Alexander Payne’s sci-fi satire explores a revolutionary method of shrinking people to minuscule size in order to combat overcrowding on Earth.
The procedure known as ‘downsizing’ also allows those on meagre incomes to live like royalty in their tiny towns.
A college reunion brings Paul and Audrey face-to-face with their old classmates who have been “smalled”. The five inch family live in a luxury community named Leisureland. Their dollars go so much further than they ever could in the regular world, allowing them to live like rich retirees while they are still young enough to enjoy it.
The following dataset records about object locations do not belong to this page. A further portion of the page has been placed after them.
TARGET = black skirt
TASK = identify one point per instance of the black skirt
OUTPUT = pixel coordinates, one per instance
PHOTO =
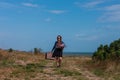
(57, 52)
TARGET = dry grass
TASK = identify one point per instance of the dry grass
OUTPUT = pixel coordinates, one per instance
(20, 65)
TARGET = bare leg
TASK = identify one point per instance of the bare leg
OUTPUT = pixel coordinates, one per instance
(57, 61)
(60, 61)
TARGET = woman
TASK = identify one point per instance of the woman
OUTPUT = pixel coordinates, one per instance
(58, 50)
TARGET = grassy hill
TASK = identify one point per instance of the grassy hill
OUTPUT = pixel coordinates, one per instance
(19, 65)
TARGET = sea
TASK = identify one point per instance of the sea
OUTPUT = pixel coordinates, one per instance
(89, 54)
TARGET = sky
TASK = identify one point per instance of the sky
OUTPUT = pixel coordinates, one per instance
(83, 24)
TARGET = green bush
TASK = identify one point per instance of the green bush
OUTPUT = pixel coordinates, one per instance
(105, 52)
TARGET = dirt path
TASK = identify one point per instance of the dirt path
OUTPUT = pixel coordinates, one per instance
(50, 73)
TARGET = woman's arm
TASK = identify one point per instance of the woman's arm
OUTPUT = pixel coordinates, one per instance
(53, 47)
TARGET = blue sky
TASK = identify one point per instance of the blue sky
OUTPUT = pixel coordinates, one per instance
(83, 24)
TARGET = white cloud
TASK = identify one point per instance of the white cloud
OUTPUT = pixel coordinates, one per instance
(86, 37)
(57, 11)
(89, 4)
(30, 5)
(112, 14)
(6, 5)
(48, 19)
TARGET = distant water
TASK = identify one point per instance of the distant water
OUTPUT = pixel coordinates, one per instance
(78, 54)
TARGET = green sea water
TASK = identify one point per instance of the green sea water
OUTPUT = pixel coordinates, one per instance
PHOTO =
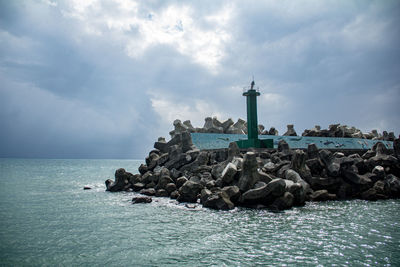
(47, 219)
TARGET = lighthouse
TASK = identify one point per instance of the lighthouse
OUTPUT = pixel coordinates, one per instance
(252, 123)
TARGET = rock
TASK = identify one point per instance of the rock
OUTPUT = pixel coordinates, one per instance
(210, 127)
(272, 131)
(255, 195)
(162, 193)
(315, 165)
(138, 186)
(141, 199)
(297, 190)
(189, 191)
(312, 151)
(249, 174)
(163, 181)
(142, 169)
(322, 195)
(233, 193)
(170, 187)
(202, 159)
(265, 177)
(233, 151)
(228, 173)
(238, 128)
(331, 163)
(295, 177)
(290, 131)
(148, 192)
(396, 148)
(284, 202)
(369, 154)
(355, 178)
(393, 185)
(219, 201)
(189, 126)
(175, 194)
(283, 147)
(121, 181)
(298, 164)
(329, 183)
(152, 160)
(382, 158)
(379, 171)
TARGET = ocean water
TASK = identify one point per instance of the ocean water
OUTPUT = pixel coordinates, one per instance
(47, 219)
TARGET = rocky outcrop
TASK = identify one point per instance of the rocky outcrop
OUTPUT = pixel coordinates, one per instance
(338, 130)
(276, 179)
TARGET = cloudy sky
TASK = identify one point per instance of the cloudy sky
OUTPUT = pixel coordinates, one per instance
(104, 79)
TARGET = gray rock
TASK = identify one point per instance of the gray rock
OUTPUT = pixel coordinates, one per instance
(298, 164)
(189, 191)
(219, 201)
(315, 165)
(284, 202)
(138, 186)
(312, 151)
(396, 148)
(202, 159)
(332, 164)
(141, 199)
(233, 193)
(379, 171)
(249, 174)
(162, 193)
(148, 192)
(290, 131)
(121, 181)
(170, 187)
(228, 173)
(174, 195)
(297, 190)
(265, 177)
(393, 185)
(163, 181)
(355, 178)
(322, 195)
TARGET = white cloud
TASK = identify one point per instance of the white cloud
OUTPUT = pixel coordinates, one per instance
(176, 26)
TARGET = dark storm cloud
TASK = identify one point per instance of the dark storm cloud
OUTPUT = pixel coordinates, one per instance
(105, 79)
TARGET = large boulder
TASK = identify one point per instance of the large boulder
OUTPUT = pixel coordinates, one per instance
(218, 200)
(249, 172)
(121, 182)
(264, 193)
(228, 173)
(210, 127)
(332, 164)
(202, 159)
(392, 184)
(284, 202)
(189, 191)
(312, 151)
(298, 164)
(290, 131)
(233, 192)
(382, 157)
(322, 195)
(141, 199)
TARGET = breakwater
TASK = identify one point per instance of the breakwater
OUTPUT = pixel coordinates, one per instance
(277, 179)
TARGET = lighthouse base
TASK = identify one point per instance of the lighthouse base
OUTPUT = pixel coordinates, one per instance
(256, 143)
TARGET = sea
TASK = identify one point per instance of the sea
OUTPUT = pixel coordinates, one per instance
(47, 219)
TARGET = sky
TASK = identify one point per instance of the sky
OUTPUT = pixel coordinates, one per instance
(105, 79)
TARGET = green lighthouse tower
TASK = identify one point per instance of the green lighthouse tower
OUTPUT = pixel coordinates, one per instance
(252, 123)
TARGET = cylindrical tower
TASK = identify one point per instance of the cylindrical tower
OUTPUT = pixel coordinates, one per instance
(252, 123)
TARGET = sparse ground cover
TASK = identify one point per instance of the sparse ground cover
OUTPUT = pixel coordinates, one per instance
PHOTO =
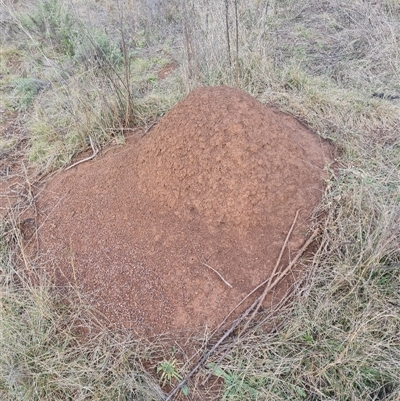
(77, 72)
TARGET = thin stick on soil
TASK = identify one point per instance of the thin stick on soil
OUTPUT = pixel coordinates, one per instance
(269, 283)
(219, 274)
(243, 316)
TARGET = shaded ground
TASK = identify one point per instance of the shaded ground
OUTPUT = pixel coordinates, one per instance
(215, 184)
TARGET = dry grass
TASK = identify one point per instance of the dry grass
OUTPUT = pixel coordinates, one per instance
(338, 339)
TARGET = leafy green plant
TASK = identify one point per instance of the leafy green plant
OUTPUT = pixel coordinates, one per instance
(235, 384)
(168, 370)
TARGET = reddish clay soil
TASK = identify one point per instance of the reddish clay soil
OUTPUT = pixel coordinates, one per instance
(217, 182)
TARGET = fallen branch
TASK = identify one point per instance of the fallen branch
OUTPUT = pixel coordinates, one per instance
(244, 315)
(95, 151)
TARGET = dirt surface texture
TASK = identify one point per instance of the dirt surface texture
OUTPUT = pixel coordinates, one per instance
(214, 187)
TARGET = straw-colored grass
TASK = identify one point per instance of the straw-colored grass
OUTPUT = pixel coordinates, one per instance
(334, 65)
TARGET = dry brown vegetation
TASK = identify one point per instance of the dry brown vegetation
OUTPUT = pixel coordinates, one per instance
(76, 71)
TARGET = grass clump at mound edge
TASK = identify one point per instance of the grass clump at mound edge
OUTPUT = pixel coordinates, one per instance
(321, 61)
(52, 349)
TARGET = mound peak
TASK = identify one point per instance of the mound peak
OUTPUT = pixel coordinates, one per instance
(215, 184)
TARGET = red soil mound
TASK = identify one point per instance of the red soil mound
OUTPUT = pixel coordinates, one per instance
(216, 183)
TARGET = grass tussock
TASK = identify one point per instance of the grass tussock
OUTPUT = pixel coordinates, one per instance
(77, 71)
(52, 349)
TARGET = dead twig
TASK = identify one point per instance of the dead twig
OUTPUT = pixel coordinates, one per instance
(95, 151)
(219, 274)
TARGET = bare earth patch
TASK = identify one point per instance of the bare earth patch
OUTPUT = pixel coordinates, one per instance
(215, 184)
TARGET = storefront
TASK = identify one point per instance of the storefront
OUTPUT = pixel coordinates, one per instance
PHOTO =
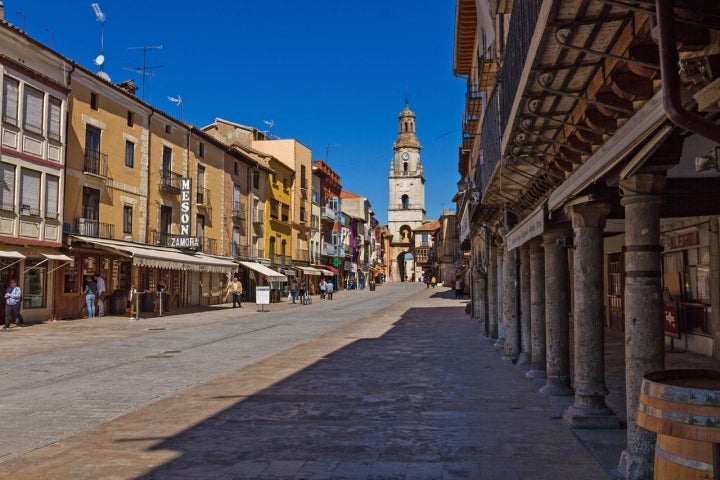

That’s the moment that changes everything. Paul and Audrey pack their bags, say their goodbyes and head off to be shrunk, ready to start their news lives, leaving their burdens behind.
The scientific process is as intriguing as the preparation for the procedure, shaved within an inch of their lives the couple are set to leave the “big world” forever.
A plot twist around the 50 minute mark deflates any energy the movie has built up by this point. The movie permanently shifts focus to the little world and in doing so, normalises it. The comic comparison of the two worlds is lost forever.
We stay in the miniaturisation world while Paul discovers that Leisureland isn’t what it claims to be, and that the same issues that plague the big world have seeped into this one.
Paul’s neighbour Dusan (Christoph Waltz) is capitalising on the greed culture that is rife in Leisureland. In partnership with his ‘big’ brother he imports luxury items like cigars and alcohol from the big world for a not to tiny profit.
Dusan lives a party boy lifestyle. His soirees are the talk of the town. It’s left to poor immigrants who lived in shanty towns to clean up his mess. That’s how Paul comes to meet Ngoc Lan Tran (Hong Chau), a straight-talking Vietnamese immigrant.
The movie then shifts focus to the living conditions of these poor people, and then later the first community ever to be “smalled”.
Downsizing has been described as a mini masterpiece, but in reality, it’s a mini catastrophe.
The premise of the movie sounds cool. I mean who wouldn’t want to be a real-life borrower living the life of a billionaire for mere peanuts?
The plot is as confused as it is long. There’s a serious identity crisis going on here. What starts off as a black comedy sci-fi, soon turns into a drama and then all out gag-fest.
The South Park-esque comedy towards the end leaves you wondering what exactly this movie is about. Chau’s character has been highlighted as a racist stereotype and it’s hard to disagree.
Downsizing had the potential to be great, to explore a really cool concept, but instead it reverts to theme changes and cheap gags to get by. The end result is a rather underwhelming experience.